A lot of noise when trying to "follow" 2000 users



Hi Twitter!

I’m using the streaming API to follow around 2000 users with their user ids. I am using the phirehose library and codes from 140dev. The script seems to run just fine collecting tweets of the 2000 users, but it is also storing a lot of tweets from user id’s that I did not include in my array of user id’s to follow, basically it is giving me tweets that I do not want and tweets from user id’s that are not in my filter. Is there usually this much noise with the streaming API? or could there be something wrong with the phirehose library and its functions? I can provide the functions and scripts if anyone wants to look at it.


Just to confirm this observation: I also use the streaming API to follow almost 5,000 users, and in about 10% of the tweets I cannot find any user id that is in the list of my 5k users – neither in ['user']['id_str'], ['in_reply_to_user_id_str'], ['retweet_status']['in_reply_to_user_id_str'] or ['retweet_status']['user']['id_str'].


Yes!!! But in my case almost 50% of the tweets are from user ids that are not in my 2000 list. Almost completely random tweets are being collected.


Just to clarify, what do you mean by “[…] tweets are from user ids […]”? It reads a bit as if a tweet is from User 123 is ['user']['id_str']=123. However, as far as I understand the API documentation, you will also get tweets the are replies to User 123 or retweets of tweets of User 123. If you only look at ['user']['id_str'], the 50% sound fine to me. But I assume you also checked the other fields like ['retweet_status']['user']['id_str'] or ['in_reply_to_user_id_str'].

Admittedly, I’m not even really sure if I understand the API documentation [1] correctly. For the follow paramter it says that you get “Replies to any Tweet created by the user.” To me this is ambigious. Either the user wrote the reply or the tweet that someone hast replied to. Looking at my data, I assume it’s the latter, since I have tweets with, for example, ['user']['id_str']=XXX and ['retweet_status']['user']['id_str']=1234 with User 1234 of the users I follow.

[1] https://dev.twitter.com/streaming/overview/request-parameters


Correct.

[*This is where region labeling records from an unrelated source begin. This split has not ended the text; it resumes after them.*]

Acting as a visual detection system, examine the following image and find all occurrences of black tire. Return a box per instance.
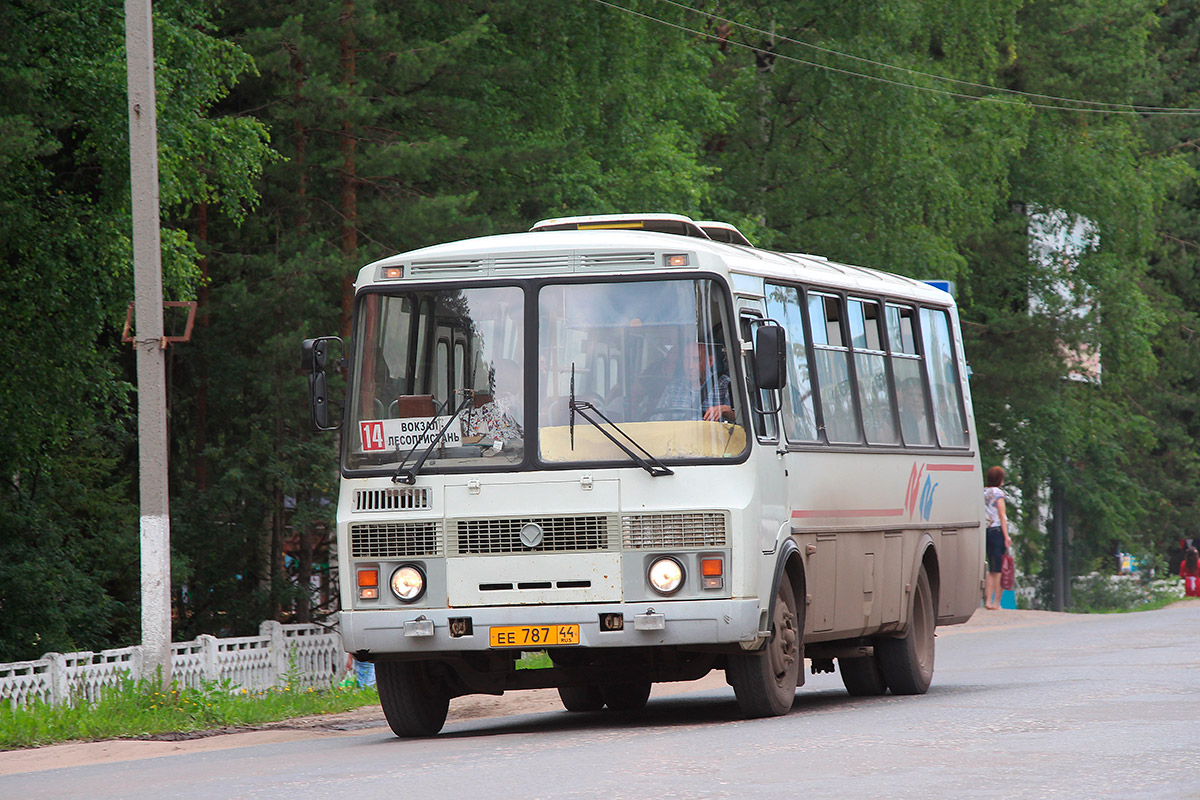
[838,656,888,697]
[875,567,937,694]
[725,576,804,718]
[376,661,450,739]
[600,682,650,711]
[558,686,604,711]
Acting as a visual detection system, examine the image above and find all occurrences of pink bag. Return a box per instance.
[1000,553,1016,591]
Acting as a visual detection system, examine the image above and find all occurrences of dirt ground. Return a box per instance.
[0,600,1200,775]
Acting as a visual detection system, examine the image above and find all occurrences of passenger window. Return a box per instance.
[809,294,863,443]
[887,305,934,446]
[767,285,820,441]
[847,300,899,445]
[920,308,968,447]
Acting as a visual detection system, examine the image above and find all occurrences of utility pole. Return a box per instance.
[125,0,170,686]
[1050,479,1070,612]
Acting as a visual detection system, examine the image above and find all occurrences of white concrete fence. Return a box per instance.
[0,620,346,708]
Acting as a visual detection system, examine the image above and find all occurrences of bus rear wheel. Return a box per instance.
[875,567,937,694]
[376,661,450,739]
[725,576,804,717]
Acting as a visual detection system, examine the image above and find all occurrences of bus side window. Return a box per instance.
[846,300,900,445]
[809,294,863,443]
[920,308,967,447]
[886,303,934,445]
[767,285,820,441]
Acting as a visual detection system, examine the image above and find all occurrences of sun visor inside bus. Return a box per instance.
[538,421,746,462]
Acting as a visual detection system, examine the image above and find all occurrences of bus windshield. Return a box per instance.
[538,279,746,462]
[343,287,524,469]
[343,279,746,471]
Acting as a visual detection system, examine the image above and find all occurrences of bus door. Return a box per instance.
[737,296,791,566]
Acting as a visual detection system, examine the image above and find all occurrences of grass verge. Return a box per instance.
[0,680,379,750]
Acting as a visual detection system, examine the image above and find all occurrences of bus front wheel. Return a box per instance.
[376,661,450,738]
[725,576,804,717]
[875,567,937,694]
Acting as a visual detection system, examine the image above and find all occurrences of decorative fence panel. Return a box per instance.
[0,620,346,708]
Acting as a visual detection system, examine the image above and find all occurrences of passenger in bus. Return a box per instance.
[650,342,733,422]
[983,467,1013,609]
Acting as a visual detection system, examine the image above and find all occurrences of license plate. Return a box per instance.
[488,625,580,648]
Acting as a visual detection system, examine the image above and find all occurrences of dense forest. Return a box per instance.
[0,0,1200,661]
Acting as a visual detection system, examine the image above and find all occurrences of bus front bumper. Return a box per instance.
[341,599,762,656]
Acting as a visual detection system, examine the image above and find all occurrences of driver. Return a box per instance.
[650,342,733,422]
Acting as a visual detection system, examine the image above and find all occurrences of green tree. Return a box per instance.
[0,0,270,660]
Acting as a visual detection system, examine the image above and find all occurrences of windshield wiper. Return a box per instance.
[391,389,475,486]
[568,363,674,477]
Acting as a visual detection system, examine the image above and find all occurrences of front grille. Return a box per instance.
[451,515,610,554]
[620,512,725,551]
[354,486,430,511]
[350,522,442,559]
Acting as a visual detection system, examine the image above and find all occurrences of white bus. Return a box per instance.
[302,215,984,736]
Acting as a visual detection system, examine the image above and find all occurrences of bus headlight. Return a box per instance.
[391,564,425,603]
[646,557,683,595]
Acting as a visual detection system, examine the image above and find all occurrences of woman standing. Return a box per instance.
[983,467,1013,609]
[1180,547,1200,597]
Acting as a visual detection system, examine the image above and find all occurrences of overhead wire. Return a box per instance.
[593,0,1200,116]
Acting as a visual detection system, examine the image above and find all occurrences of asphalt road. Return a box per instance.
[0,602,1200,800]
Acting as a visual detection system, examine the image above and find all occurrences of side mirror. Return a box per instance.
[754,320,787,390]
[300,336,342,431]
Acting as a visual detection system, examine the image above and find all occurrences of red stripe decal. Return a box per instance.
[792,509,904,518]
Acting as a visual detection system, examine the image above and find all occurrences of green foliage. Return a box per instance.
[0,680,379,750]
[7,0,1200,660]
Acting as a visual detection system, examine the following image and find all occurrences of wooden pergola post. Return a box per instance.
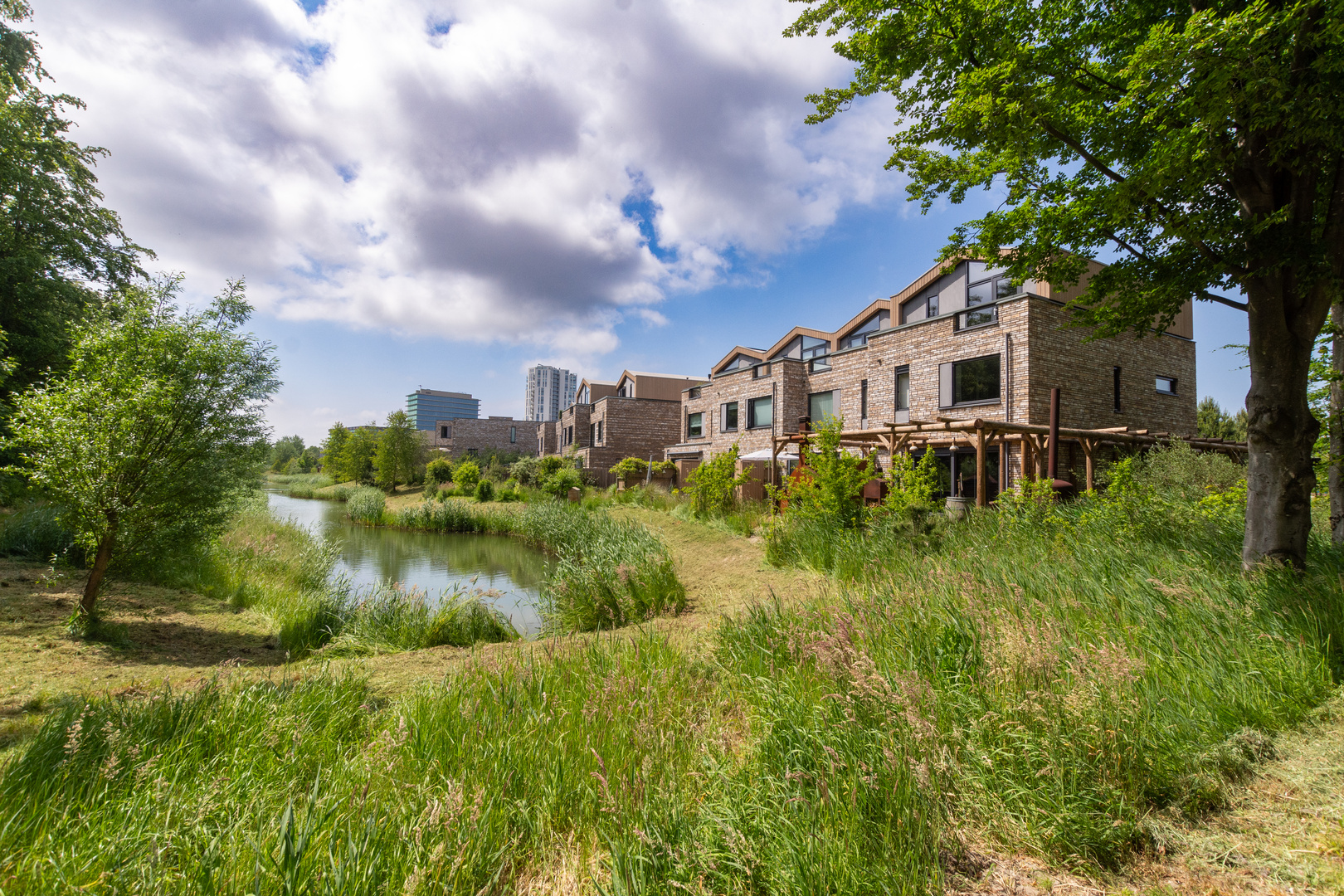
[1078,439,1097,492]
[976,427,989,508]
[999,432,1008,494]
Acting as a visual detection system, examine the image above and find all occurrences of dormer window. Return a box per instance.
[840,310,891,348]
[776,336,830,362]
[719,353,761,373]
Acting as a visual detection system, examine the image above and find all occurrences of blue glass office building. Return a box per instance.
[406,390,481,431]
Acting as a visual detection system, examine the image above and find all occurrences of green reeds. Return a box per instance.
[391,501,687,631]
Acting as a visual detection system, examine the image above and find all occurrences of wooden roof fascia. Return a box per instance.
[762,326,836,360]
[709,345,765,373]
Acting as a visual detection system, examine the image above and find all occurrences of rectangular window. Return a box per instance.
[719,402,738,432]
[808,391,836,423]
[938,354,1000,407]
[747,395,774,430]
[956,305,999,330]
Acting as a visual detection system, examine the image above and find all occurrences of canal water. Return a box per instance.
[266,492,548,635]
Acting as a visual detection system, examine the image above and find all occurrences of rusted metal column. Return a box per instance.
[976,429,989,508]
[1045,386,1059,484]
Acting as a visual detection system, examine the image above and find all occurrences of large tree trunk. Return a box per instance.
[1242,283,1320,570]
[80,532,117,616]
[1327,301,1344,544]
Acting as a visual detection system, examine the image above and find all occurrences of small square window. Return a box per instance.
[747,395,774,430]
[719,402,738,432]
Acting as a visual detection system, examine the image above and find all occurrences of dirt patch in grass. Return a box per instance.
[0,559,285,719]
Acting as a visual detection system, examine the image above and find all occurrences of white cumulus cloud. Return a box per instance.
[34,0,895,356]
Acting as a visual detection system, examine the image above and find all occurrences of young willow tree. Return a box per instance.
[785,0,1344,567]
[12,280,280,616]
[373,411,423,492]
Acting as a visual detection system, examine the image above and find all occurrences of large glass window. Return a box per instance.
[719,402,738,432]
[776,336,830,362]
[840,312,891,348]
[952,354,999,404]
[747,395,774,430]
[900,293,938,324]
[808,391,836,423]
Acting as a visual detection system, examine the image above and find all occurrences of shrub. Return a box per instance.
[774,418,876,529]
[683,443,748,519]
[345,485,387,525]
[425,457,453,490]
[542,466,583,499]
[509,457,542,486]
[453,460,481,492]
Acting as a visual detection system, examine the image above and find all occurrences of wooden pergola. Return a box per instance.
[770,416,1247,506]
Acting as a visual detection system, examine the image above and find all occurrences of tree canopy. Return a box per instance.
[785,0,1344,566]
[9,280,280,614]
[0,0,149,399]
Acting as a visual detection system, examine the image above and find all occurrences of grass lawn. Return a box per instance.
[0,490,1344,896]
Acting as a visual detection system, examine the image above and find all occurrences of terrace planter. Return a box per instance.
[945,497,976,520]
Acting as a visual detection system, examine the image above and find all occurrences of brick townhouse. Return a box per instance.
[538,371,706,470]
[430,416,542,457]
[665,261,1196,492]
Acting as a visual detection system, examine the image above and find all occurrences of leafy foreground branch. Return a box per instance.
[0,491,1344,894]
[365,490,687,633]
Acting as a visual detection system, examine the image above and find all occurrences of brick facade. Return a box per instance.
[430,416,542,457]
[665,259,1196,491]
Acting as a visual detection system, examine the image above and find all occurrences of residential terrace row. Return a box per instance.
[538,261,1196,493]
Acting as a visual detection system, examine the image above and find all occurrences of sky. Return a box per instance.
[30,0,1249,443]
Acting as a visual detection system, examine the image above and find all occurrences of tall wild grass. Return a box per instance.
[0,483,1344,894]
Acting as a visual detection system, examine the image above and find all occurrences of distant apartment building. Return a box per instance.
[406,388,481,432]
[523,364,579,421]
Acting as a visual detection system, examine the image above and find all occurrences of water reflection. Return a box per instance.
[267,492,548,634]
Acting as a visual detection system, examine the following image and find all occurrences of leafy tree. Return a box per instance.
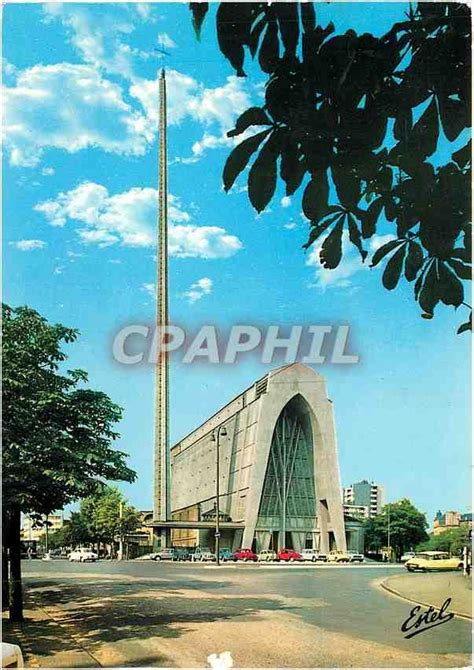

As I understand it, you will basically get every tweet that is associated with the user_id you are following as explained in the documentation. So yes I do expect to get tweets from user_ids that I am not following, which I get a lot. But in my data, I am getting tweets that are completely irrelevant. I am even more sure considering the fact that the user_ids I am following are from a certain country, but I would get a lot of tweets from other nationals. So I was just wondering why would there be so much noise.


that’s interesting, making progress of 300 additional